Albania addresses gender equality in decision-making beyond gender quotas
International IDEA presented its latest data on gender quotas at the Albania 2022 International Forum for Gender Equality “Equality and Me”, which focused on developing a stronger commitment for gender equality. The Forum held on 27 May provided a platform for key national actors/stakeholders to discuss national collective responsibility and explore pathways towards gender equality and inclusiveness in decision-making processes in Albania.
The Women’s Network Equality in Decision Making in Albania requested International IDEA's insights as the Network The Women’s Network Equality in Decision Making in Albania aims to address gender inequalities by focusing on equal opportunities, participation and representation of women and men in decision making at all levels.
At the Forum, International IDEA highlighted that it is increasingly evident that gender quotas are one of the key mechanisms for addressing the gender representation gap at all levels in politics, political leadership and decision making.

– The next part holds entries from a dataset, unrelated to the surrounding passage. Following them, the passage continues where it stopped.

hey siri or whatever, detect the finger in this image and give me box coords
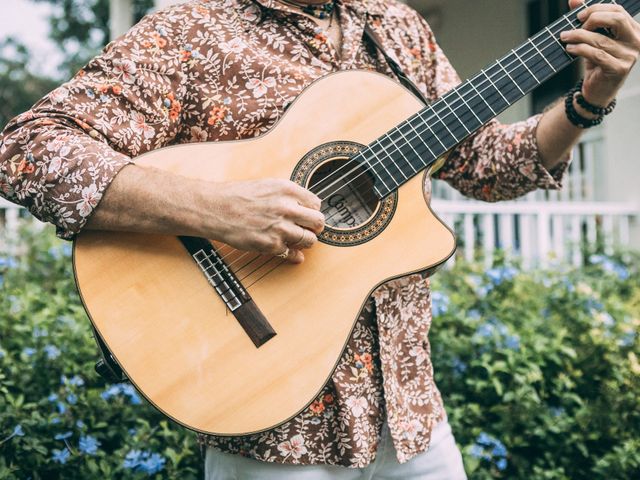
[286,181,322,210]
[285,248,304,264]
[286,227,316,249]
[288,205,325,234]
[561,28,630,59]
[579,11,635,42]
[568,0,585,10]
[565,42,625,75]
[577,3,627,20]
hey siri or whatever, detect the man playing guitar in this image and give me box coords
[0,0,638,477]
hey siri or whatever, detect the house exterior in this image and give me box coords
[1,0,638,264]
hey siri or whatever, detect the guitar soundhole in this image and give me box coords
[308,158,379,230]
[291,140,397,247]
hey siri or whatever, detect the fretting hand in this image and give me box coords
[561,1,640,108]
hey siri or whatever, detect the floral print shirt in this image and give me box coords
[0,0,569,468]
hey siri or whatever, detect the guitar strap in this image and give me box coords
[363,21,430,107]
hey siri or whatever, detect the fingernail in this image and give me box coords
[577,10,586,21]
[560,31,569,40]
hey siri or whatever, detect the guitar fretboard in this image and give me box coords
[358,0,640,198]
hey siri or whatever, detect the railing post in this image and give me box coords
[109,0,134,40]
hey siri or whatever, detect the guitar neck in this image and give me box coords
[363,0,640,198]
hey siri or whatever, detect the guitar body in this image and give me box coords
[73,70,456,436]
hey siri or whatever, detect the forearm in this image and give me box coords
[84,164,219,238]
[536,97,596,171]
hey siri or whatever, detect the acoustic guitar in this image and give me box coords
[73,0,640,436]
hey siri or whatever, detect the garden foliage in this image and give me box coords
[0,226,639,479]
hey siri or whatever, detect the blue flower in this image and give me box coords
[50,417,61,424]
[0,256,18,269]
[431,291,450,316]
[22,347,36,357]
[52,448,71,464]
[0,348,5,359]
[78,435,101,455]
[475,323,494,338]
[486,266,517,286]
[56,401,67,414]
[123,449,143,469]
[44,345,61,360]
[496,458,507,471]
[101,383,142,404]
[469,443,489,460]
[123,450,165,474]
[128,428,137,437]
[76,420,86,429]
[475,431,507,460]
[121,384,142,405]
[504,334,520,351]
[66,394,78,405]
[68,375,84,387]
[101,384,121,400]
[12,425,25,437]
[139,453,166,474]
[54,431,72,440]
[47,393,58,403]
[32,327,48,338]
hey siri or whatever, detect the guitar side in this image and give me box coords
[73,70,456,435]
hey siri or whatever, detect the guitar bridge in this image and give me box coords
[179,236,276,348]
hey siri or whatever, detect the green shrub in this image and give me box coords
[1,225,638,479]
[0,226,202,479]
[430,252,640,479]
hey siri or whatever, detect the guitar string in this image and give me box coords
[314,6,585,222]
[206,3,588,290]
[308,2,593,202]
[308,0,602,199]
[202,0,610,291]
[232,3,596,287]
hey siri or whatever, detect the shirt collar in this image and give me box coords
[251,0,385,18]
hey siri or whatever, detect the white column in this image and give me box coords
[155,0,187,9]
[109,0,134,40]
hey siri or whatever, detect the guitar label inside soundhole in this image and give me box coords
[309,158,378,230]
[291,141,397,247]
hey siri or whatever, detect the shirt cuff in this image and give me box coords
[518,113,572,191]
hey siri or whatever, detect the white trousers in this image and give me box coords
[205,420,468,480]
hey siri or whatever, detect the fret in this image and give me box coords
[545,25,572,61]
[429,103,461,145]
[414,110,449,151]
[468,80,498,118]
[452,88,483,128]
[372,137,410,180]
[481,66,514,108]
[366,145,398,192]
[392,127,422,171]
[495,57,525,96]
[440,95,471,135]
[527,37,557,74]
[512,47,541,85]
[385,129,426,178]
[402,120,437,159]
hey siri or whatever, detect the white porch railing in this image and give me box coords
[430,131,639,267]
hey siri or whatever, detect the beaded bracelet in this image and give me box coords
[564,79,616,129]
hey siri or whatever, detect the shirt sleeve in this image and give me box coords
[413,14,571,202]
[0,8,187,239]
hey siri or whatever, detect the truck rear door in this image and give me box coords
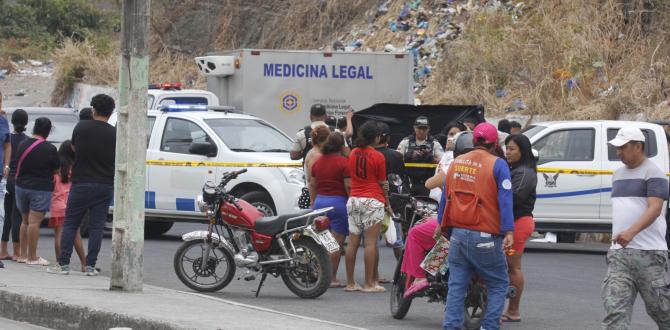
[532,123,603,224]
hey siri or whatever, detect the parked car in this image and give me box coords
[4,107,79,149]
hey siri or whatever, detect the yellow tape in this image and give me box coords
[146,160,301,168]
[145,160,670,176]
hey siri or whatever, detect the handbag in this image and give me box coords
[420,236,450,276]
[15,138,45,179]
[298,187,311,209]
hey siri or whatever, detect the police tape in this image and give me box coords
[145,160,670,176]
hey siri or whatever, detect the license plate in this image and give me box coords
[318,231,340,253]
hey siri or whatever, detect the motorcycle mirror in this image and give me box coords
[388,174,403,187]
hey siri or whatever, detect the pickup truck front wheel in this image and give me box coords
[240,191,276,216]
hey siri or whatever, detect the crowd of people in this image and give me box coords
[0,93,116,276]
[292,103,670,330]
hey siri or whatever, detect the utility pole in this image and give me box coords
[111,0,150,292]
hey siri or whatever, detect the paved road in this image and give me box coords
[22,223,655,330]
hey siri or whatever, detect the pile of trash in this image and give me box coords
[0,59,54,81]
[331,0,525,104]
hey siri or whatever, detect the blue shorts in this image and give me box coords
[313,195,348,236]
[15,186,52,213]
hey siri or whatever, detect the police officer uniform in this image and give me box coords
[396,116,444,196]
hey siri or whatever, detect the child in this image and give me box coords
[50,140,86,271]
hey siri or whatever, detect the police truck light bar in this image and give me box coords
[159,104,208,112]
[148,82,183,90]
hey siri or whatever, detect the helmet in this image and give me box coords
[453,131,474,158]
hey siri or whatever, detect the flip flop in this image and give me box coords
[501,314,521,322]
[17,258,27,263]
[26,257,49,266]
[0,255,13,261]
[343,284,362,292]
[377,277,391,284]
[361,285,387,293]
[330,281,346,288]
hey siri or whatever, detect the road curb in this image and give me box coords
[0,288,181,330]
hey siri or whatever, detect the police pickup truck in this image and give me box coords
[147,82,219,109]
[524,120,669,242]
[109,105,304,237]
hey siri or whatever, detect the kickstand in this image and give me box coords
[254,272,268,298]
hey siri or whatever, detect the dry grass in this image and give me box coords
[421,0,670,118]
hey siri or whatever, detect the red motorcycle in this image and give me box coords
[173,169,339,298]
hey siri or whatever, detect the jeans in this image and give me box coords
[1,179,21,243]
[443,228,509,330]
[59,183,113,267]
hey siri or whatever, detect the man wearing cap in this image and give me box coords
[397,116,444,196]
[290,103,328,161]
[602,126,670,329]
[441,122,514,330]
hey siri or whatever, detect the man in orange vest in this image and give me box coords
[440,122,514,330]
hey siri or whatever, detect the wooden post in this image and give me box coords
[111,0,150,292]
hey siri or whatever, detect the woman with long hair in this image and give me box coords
[344,121,389,293]
[49,141,86,270]
[310,132,351,287]
[305,125,331,204]
[501,133,537,323]
[16,117,60,265]
[0,109,28,261]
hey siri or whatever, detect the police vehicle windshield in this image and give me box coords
[205,118,293,152]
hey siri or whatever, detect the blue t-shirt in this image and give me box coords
[0,116,10,176]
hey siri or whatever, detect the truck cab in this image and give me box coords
[524,120,669,241]
[111,105,304,237]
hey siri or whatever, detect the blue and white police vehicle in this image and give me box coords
[109,104,304,237]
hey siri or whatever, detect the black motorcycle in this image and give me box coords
[388,174,488,330]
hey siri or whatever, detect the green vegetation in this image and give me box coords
[0,0,119,60]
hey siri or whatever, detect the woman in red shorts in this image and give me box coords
[501,133,537,323]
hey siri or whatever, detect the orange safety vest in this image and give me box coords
[441,148,501,235]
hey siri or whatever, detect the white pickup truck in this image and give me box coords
[524,120,669,242]
[109,105,304,237]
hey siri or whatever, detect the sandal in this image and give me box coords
[330,281,346,288]
[501,314,521,322]
[377,277,391,284]
[17,258,27,263]
[361,285,387,293]
[0,255,12,261]
[26,257,49,266]
[343,284,362,292]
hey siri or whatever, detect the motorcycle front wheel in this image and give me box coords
[390,254,412,319]
[173,239,236,292]
[280,237,332,299]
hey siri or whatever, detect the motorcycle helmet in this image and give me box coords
[453,131,474,158]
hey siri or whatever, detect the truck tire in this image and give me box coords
[240,191,276,216]
[557,232,576,243]
[145,221,174,238]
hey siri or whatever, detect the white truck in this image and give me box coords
[109,105,304,237]
[525,120,669,242]
[147,83,219,109]
[194,49,414,135]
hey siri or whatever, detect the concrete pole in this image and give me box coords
[111,0,150,292]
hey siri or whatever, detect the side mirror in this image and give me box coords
[190,142,217,157]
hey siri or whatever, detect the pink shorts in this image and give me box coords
[512,216,535,253]
[48,217,65,228]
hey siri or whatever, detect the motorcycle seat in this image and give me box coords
[254,209,314,235]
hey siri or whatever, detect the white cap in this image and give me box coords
[608,126,645,147]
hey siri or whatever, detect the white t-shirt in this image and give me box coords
[611,159,669,250]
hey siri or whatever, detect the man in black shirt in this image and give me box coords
[48,94,116,276]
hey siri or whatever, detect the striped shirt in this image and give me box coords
[611,159,669,250]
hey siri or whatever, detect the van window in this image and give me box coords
[533,129,595,165]
[606,128,657,161]
[160,118,210,154]
[146,116,156,147]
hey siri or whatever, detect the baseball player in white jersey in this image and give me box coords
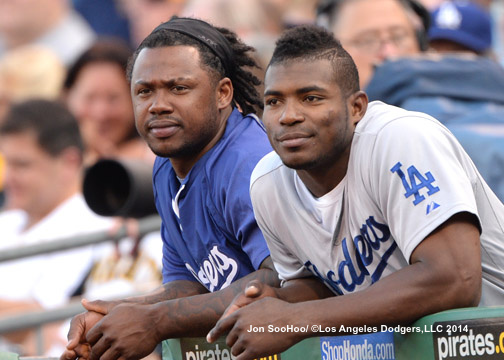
[207,25,504,360]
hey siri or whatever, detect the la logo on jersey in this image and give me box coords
[390,162,441,214]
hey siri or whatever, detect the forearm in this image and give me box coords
[205,215,482,360]
[87,280,209,315]
[288,213,482,340]
[153,267,280,339]
[276,277,335,303]
[294,260,479,339]
[122,280,208,305]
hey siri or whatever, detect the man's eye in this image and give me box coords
[305,95,320,102]
[265,98,278,106]
[137,88,151,95]
[173,85,188,92]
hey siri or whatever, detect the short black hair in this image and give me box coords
[64,38,133,90]
[126,17,263,115]
[0,99,84,156]
[268,25,360,98]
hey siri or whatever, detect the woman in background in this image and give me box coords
[63,39,154,166]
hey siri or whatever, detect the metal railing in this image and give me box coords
[0,301,85,334]
[0,215,162,355]
[0,215,162,263]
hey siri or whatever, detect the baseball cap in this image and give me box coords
[428,1,492,53]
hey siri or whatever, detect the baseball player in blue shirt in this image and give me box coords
[61,17,319,360]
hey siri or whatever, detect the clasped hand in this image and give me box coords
[61,300,160,360]
[207,281,302,360]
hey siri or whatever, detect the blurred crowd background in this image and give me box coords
[0,0,503,357]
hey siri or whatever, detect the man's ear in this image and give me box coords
[217,77,234,110]
[348,90,368,125]
[59,146,83,168]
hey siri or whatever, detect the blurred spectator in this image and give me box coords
[473,0,492,10]
[82,227,162,302]
[0,45,65,119]
[0,99,112,355]
[428,1,493,55]
[0,0,95,67]
[0,155,4,208]
[316,0,430,88]
[0,45,65,210]
[405,0,492,12]
[63,39,154,167]
[116,0,187,47]
[282,0,319,26]
[492,0,504,66]
[182,0,285,69]
[72,0,131,45]
[181,0,318,69]
[365,0,504,201]
[62,39,163,331]
[418,0,444,10]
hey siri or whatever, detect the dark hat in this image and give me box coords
[428,1,492,53]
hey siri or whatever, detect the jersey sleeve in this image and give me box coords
[369,113,480,262]
[250,155,313,281]
[160,222,198,284]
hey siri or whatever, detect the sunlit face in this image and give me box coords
[131,46,225,161]
[66,62,136,149]
[262,59,358,172]
[0,131,66,214]
[331,0,420,88]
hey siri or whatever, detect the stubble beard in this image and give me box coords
[146,106,221,160]
[279,106,351,171]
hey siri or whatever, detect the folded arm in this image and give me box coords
[209,212,482,360]
[72,257,279,360]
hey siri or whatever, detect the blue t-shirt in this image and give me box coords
[153,108,272,292]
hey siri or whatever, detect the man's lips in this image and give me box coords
[147,119,181,138]
[276,132,312,148]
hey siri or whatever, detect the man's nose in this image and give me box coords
[375,39,403,62]
[279,100,304,125]
[149,91,174,114]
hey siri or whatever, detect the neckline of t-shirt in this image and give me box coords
[294,173,346,207]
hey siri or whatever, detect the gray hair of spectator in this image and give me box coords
[316,0,430,51]
[0,99,84,156]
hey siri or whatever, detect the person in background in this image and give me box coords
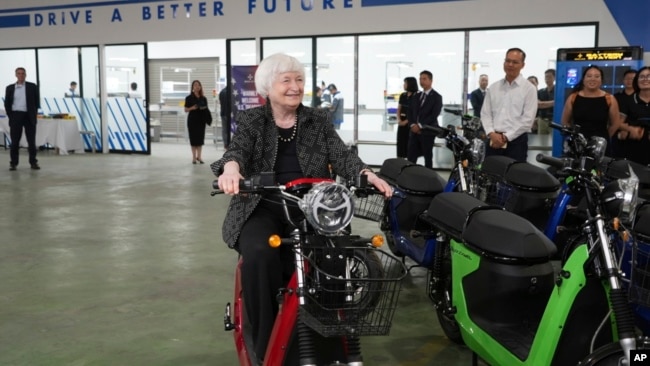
[328,84,344,129]
[535,69,555,135]
[320,81,331,105]
[128,82,142,98]
[613,69,637,157]
[211,53,391,364]
[184,80,209,164]
[407,70,443,168]
[469,74,488,118]
[560,65,636,157]
[65,81,78,97]
[527,75,539,87]
[617,66,650,165]
[5,67,41,170]
[481,47,538,162]
[219,85,232,150]
[396,76,418,158]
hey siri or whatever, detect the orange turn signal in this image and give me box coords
[612,217,620,231]
[371,235,384,248]
[269,235,282,248]
[462,160,468,168]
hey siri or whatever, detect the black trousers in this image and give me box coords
[485,133,528,163]
[9,112,38,166]
[237,199,296,360]
[407,131,435,168]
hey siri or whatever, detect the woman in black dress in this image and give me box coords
[396,77,418,158]
[560,65,626,156]
[184,80,209,164]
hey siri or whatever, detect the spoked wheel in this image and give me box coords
[578,338,650,365]
[347,249,384,312]
[431,240,464,345]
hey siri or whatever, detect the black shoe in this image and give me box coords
[30,164,41,170]
[9,164,17,171]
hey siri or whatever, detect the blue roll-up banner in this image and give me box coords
[230,65,265,135]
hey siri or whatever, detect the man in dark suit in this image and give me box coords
[4,67,41,170]
[469,74,488,117]
[407,70,443,168]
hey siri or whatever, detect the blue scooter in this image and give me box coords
[378,110,485,268]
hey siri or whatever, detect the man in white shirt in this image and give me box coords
[481,47,538,162]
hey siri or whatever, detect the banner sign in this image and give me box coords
[230,65,265,134]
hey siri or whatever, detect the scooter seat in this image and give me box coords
[480,155,516,177]
[425,192,486,238]
[504,162,560,192]
[463,209,557,260]
[378,158,413,184]
[396,165,446,194]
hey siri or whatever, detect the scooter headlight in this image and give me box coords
[300,182,354,235]
[602,167,639,223]
[586,136,607,163]
[469,138,485,165]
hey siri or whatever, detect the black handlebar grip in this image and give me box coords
[536,153,566,169]
[212,180,220,190]
[443,108,462,116]
[421,124,447,137]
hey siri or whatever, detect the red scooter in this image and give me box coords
[213,173,406,366]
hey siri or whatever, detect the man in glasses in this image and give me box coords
[481,47,538,162]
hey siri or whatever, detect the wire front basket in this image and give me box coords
[629,238,650,307]
[353,193,386,222]
[300,247,407,337]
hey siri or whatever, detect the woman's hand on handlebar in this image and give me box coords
[217,161,244,195]
[365,172,392,198]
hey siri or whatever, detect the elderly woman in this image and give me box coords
[210,53,391,362]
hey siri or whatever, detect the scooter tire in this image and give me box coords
[577,338,650,365]
[433,241,464,345]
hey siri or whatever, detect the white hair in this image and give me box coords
[254,53,305,97]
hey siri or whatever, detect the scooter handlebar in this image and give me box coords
[536,153,568,169]
[421,124,448,137]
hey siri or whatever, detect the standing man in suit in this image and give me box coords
[5,67,41,170]
[470,74,488,117]
[407,70,443,168]
[481,48,538,162]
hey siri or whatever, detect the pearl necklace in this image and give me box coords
[276,113,298,143]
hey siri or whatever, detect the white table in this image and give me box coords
[0,115,85,155]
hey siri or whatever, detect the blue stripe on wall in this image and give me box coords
[361,0,462,6]
[0,0,183,14]
[604,0,650,51]
[0,14,29,27]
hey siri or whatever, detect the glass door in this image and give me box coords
[104,44,148,154]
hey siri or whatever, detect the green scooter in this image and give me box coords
[426,153,647,365]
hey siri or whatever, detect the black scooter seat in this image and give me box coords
[503,162,560,192]
[425,192,486,238]
[480,155,516,177]
[378,158,413,184]
[395,165,446,194]
[463,209,557,260]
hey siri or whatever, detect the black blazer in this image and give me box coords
[469,88,485,118]
[408,89,443,130]
[4,82,40,125]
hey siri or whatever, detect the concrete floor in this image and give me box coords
[0,141,473,366]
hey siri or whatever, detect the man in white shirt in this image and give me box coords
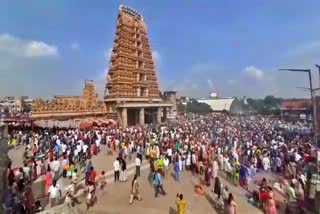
[76,143,82,160]
[61,143,67,156]
[48,180,61,207]
[167,148,172,164]
[262,156,270,171]
[82,144,89,159]
[164,156,170,178]
[74,149,79,163]
[113,157,120,182]
[275,156,282,173]
[135,156,141,177]
[23,163,31,183]
[51,157,61,180]
[71,168,79,194]
[294,152,302,162]
[95,138,100,152]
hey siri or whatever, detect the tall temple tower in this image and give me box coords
[105,5,160,100]
[104,5,172,127]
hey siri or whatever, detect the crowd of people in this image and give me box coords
[3,113,320,214]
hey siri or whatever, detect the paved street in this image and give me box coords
[75,169,262,214]
[9,146,265,213]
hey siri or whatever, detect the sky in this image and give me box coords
[1,0,320,99]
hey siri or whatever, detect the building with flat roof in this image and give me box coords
[0,96,32,113]
[197,92,241,114]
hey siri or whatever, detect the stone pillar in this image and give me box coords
[157,108,162,124]
[117,109,121,125]
[139,108,145,126]
[134,110,139,125]
[121,108,127,128]
[166,107,170,119]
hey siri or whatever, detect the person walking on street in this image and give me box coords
[44,166,53,196]
[213,177,222,199]
[51,157,60,181]
[129,174,142,204]
[225,193,237,214]
[85,161,92,186]
[164,156,169,179]
[98,171,107,190]
[113,157,120,182]
[120,158,127,182]
[176,193,186,214]
[155,169,166,197]
[86,181,96,210]
[174,159,180,182]
[48,180,61,208]
[135,156,141,177]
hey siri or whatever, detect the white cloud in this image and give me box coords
[24,41,58,58]
[0,33,59,58]
[162,62,311,99]
[0,33,16,43]
[243,65,264,80]
[104,48,112,60]
[0,33,80,98]
[152,50,160,63]
[71,42,80,51]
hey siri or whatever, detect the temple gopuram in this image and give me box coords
[32,80,111,120]
[31,5,176,127]
[104,5,173,127]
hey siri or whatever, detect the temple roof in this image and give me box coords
[54,96,80,99]
[119,4,143,20]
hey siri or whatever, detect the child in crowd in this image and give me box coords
[98,171,107,190]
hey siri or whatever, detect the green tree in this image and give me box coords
[186,100,212,113]
[264,96,281,109]
[177,102,186,113]
[241,95,282,115]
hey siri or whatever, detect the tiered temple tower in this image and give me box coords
[104,5,172,127]
[82,80,97,103]
[105,5,160,99]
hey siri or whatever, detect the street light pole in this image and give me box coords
[315,64,320,89]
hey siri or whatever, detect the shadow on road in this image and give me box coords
[169,206,176,214]
[204,192,224,214]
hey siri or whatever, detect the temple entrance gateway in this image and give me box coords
[117,106,167,127]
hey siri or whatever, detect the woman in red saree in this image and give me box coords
[266,186,277,214]
[44,166,53,196]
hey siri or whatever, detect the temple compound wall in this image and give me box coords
[31,80,112,121]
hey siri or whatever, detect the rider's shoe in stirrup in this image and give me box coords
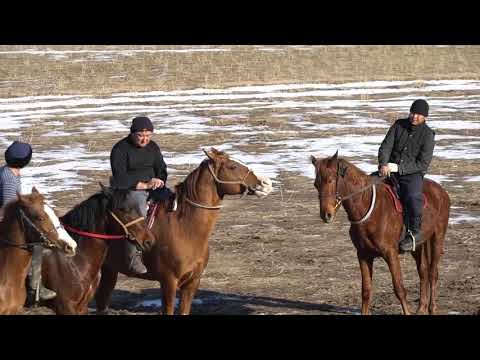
[128,252,148,275]
[39,285,57,301]
[399,230,423,252]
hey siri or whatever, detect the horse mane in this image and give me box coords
[60,189,130,239]
[338,158,370,183]
[0,193,40,225]
[174,159,210,218]
[0,199,20,226]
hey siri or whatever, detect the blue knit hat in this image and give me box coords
[5,141,32,168]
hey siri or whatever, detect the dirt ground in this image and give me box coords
[2,45,478,315]
[23,165,480,316]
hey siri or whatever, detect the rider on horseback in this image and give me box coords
[378,99,435,252]
[0,141,57,304]
[110,116,176,275]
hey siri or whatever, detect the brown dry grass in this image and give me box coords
[1,45,480,98]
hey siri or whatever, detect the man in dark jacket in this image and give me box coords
[378,99,435,252]
[110,116,176,275]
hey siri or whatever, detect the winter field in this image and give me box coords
[1,45,478,315]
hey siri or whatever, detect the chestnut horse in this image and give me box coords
[95,148,273,315]
[311,152,450,315]
[40,186,155,314]
[0,187,77,315]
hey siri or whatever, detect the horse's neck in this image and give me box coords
[0,247,31,284]
[0,210,28,246]
[340,167,374,222]
[0,215,31,284]
[173,165,222,238]
[195,166,223,206]
[60,217,110,280]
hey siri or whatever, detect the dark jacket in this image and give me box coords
[110,136,168,190]
[378,118,435,176]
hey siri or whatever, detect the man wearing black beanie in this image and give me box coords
[378,99,435,252]
[110,116,176,275]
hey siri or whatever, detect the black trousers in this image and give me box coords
[394,173,424,221]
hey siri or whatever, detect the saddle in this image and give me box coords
[369,172,428,247]
[382,176,428,214]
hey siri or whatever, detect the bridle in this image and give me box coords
[185,159,254,210]
[109,211,145,241]
[0,208,62,251]
[318,161,385,224]
[61,211,145,244]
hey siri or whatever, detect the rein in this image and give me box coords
[0,208,59,252]
[60,212,145,240]
[321,161,386,224]
[184,160,253,210]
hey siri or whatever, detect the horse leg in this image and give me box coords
[179,277,201,315]
[160,276,178,315]
[428,237,443,315]
[95,266,119,314]
[357,253,374,315]
[412,244,429,314]
[385,252,410,315]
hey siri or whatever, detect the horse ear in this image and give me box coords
[31,186,40,195]
[332,150,339,161]
[310,155,317,166]
[203,148,216,161]
[210,147,222,155]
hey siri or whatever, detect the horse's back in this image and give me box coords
[423,177,451,207]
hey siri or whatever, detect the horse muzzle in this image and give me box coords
[250,177,273,197]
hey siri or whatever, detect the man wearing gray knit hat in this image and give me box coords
[378,99,435,252]
[110,116,176,275]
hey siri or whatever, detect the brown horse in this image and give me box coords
[0,187,77,315]
[95,148,273,315]
[40,186,155,314]
[311,152,450,315]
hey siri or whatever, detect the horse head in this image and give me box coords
[311,151,348,224]
[203,147,273,198]
[17,187,77,256]
[100,183,155,252]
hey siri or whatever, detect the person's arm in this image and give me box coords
[110,146,145,189]
[1,169,20,206]
[399,130,435,175]
[153,144,168,183]
[378,122,397,168]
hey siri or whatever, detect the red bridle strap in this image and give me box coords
[61,222,125,240]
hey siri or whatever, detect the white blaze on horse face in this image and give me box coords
[43,205,77,255]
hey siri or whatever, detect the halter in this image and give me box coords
[0,208,62,251]
[185,159,253,210]
[109,211,145,241]
[320,161,384,224]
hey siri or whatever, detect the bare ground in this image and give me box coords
[4,45,479,315]
[22,165,480,315]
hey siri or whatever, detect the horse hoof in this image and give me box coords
[416,307,428,315]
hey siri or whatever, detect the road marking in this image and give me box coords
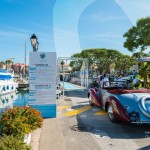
[66,108,73,111]
[95,109,107,115]
[91,130,110,139]
[57,106,70,110]
[63,106,93,117]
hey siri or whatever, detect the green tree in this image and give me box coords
[70,48,132,75]
[103,49,122,74]
[69,53,83,71]
[123,17,150,52]
[132,52,150,87]
[138,62,150,87]
[5,59,14,65]
[60,61,65,73]
[123,17,150,87]
[5,59,14,70]
[115,55,134,76]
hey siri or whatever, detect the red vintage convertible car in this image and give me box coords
[88,80,150,124]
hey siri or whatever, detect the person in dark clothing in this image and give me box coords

A total of 133 countries in all regions of the world have constitutional, electoral or political party quotas and there is no ‘one-size-fits-all’ mechanism. Albania is among the 133 countries with legislated quotas for the parliament/national assembly and sub-national levels. Furthermore, Albania is among the few countries that has a legislated provision on gender-targeted public funding for political parties’ candidates lists.
However, gender quotas on their own will not be enough to guarantee the much-needed transformative changes. There is a need for sustained investments that tackle rigid social and cultural norms, attitudes and perceptions in order to achieve a change towards gender equality and women’ empowerment.
Gender quotas are one of the strategies of the Access=Participation=Representation=Transformation (APRT) APRT intersectional approach. Through International IDEA’s initiatives, elements of the APRT strategy have been and are implemented in different regions, such as Asia and the Pacific (Bhutan, Fiji, Mongolia, Myanmar, Nepal, the Philippines), Latin America (Chile, Paraguay, Peru), Africa (The Gambia, Kenya, Mozambique, South Sudan, Sudan, Somalia, Tunisia) and Europe (Moldova).
The average level of representation for women in the parliaments or legislatures of countries with quotas is 27 per cent, although women in all their diversity usually constitute 50 per cent of any given country’s population. Therefore, most quotas aim at increasing women’s representation because the problem to be addressed is the over representation of men in positions of power and decision making at all levels. This is essential in order to ensure that women have equal rights and opportunities to participate, be represented and contribute to the functioning of democracy development and building.